Since the release of a live-action Alice in Wonderland in 2010, Disney has pushed out an impressive 13 live-action classics, the most recent being Mulan on September 4th, 2020.

Available with a $30 streaming fee until November 4th, when it will be free to all Disney+ members, the intense combination of vibrant colors, traditional Chinese scenery and a beautiful all-Asian cast make for a stunning two hours.  

Director Niko Caro altered many characters. New installments included soldier and love interest Chen Hongui, played by Yoson An, as well as female villain Xian Lang, played by Gong Li.

Unfortunately, the loveable Mushu was not present, but rather replaced by a phoenix. While the phoenix was a beautiful addition, the absence of such a well-loved character was taken with much disappointment by viewers. 

The magical elements were installed in different ways than in the original animation. In my opinion, a positive example would be the fact that animated Hun leader Shan Yu’s falcon is a shape shifting witch in the live-action film.

However, I’d consider a negative example to be the film’s more realistic portrayal of battle. The image of the Huns appearing over a large snowy mountain and rushing towards the Chinese troops is a beautiful and familiar scene, but in the live-action there is only a small troop coming over a dry hill. 

Part of the allure of many Disney princess classics is the musical aspect, as the animated Mulan boasts a 6-song soundtrack with classics such as “Reflection” and “I’ll Make a Man Out of You.”

The live-action rendition includes not one familiar nor original tune, and for those that dislike musicals, this may be considered a win. However, many Disney fanatics are lovers of a good soundtrack, and therefore this alteration may not exactly be taken in with open arms.  

As for the pace, the film had a rather fast beginning and transition to middle, but the running time of scenes in the second half felt awkward in comparison to the first half of the movie. I felt that as the movie turned to its final third, it began to feel rather drawn-out. 

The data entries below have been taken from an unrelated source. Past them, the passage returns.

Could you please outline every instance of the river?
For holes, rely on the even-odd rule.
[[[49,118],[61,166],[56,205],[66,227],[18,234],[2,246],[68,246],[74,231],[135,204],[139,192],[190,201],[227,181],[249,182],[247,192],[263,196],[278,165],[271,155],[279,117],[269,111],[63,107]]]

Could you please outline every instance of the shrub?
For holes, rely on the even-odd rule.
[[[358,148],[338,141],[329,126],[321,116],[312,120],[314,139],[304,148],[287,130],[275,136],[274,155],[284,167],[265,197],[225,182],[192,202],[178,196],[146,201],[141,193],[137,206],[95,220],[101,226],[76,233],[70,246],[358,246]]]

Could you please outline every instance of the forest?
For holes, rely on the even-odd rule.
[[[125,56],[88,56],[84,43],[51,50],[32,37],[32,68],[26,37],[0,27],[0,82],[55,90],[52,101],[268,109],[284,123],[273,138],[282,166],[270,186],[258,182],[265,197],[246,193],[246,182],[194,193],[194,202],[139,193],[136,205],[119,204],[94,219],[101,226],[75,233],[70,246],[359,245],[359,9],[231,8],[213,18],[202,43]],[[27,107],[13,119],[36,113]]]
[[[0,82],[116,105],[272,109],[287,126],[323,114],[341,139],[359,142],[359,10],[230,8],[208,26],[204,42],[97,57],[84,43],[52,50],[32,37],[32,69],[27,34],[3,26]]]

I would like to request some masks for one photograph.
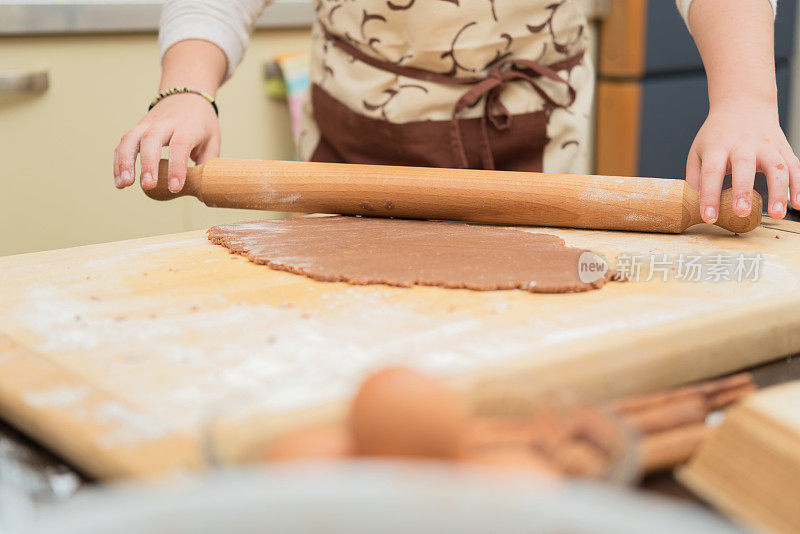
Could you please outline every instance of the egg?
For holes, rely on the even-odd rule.
[[[361,456],[457,458],[466,434],[461,400],[436,380],[389,368],[361,385],[350,412],[353,447]]]
[[[335,426],[313,427],[278,438],[270,447],[267,461],[334,460],[352,454],[346,429]]]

Getting into the numbers, critics at Rotten Tomatoes rated Mulan a 75%, while the average audience member rated it a 51%. While the artistic appeal may have been strong, it is evident that its general appeal to the audience was not as successful.

For viewers who hold the original plot, characters, and overall feel of Mulan close to their hearts, the live-action adaptation may not live up to one’s expectations. However, if you are somebody who appreciates the realism of live-action and stunning stills, this may be more up your alley.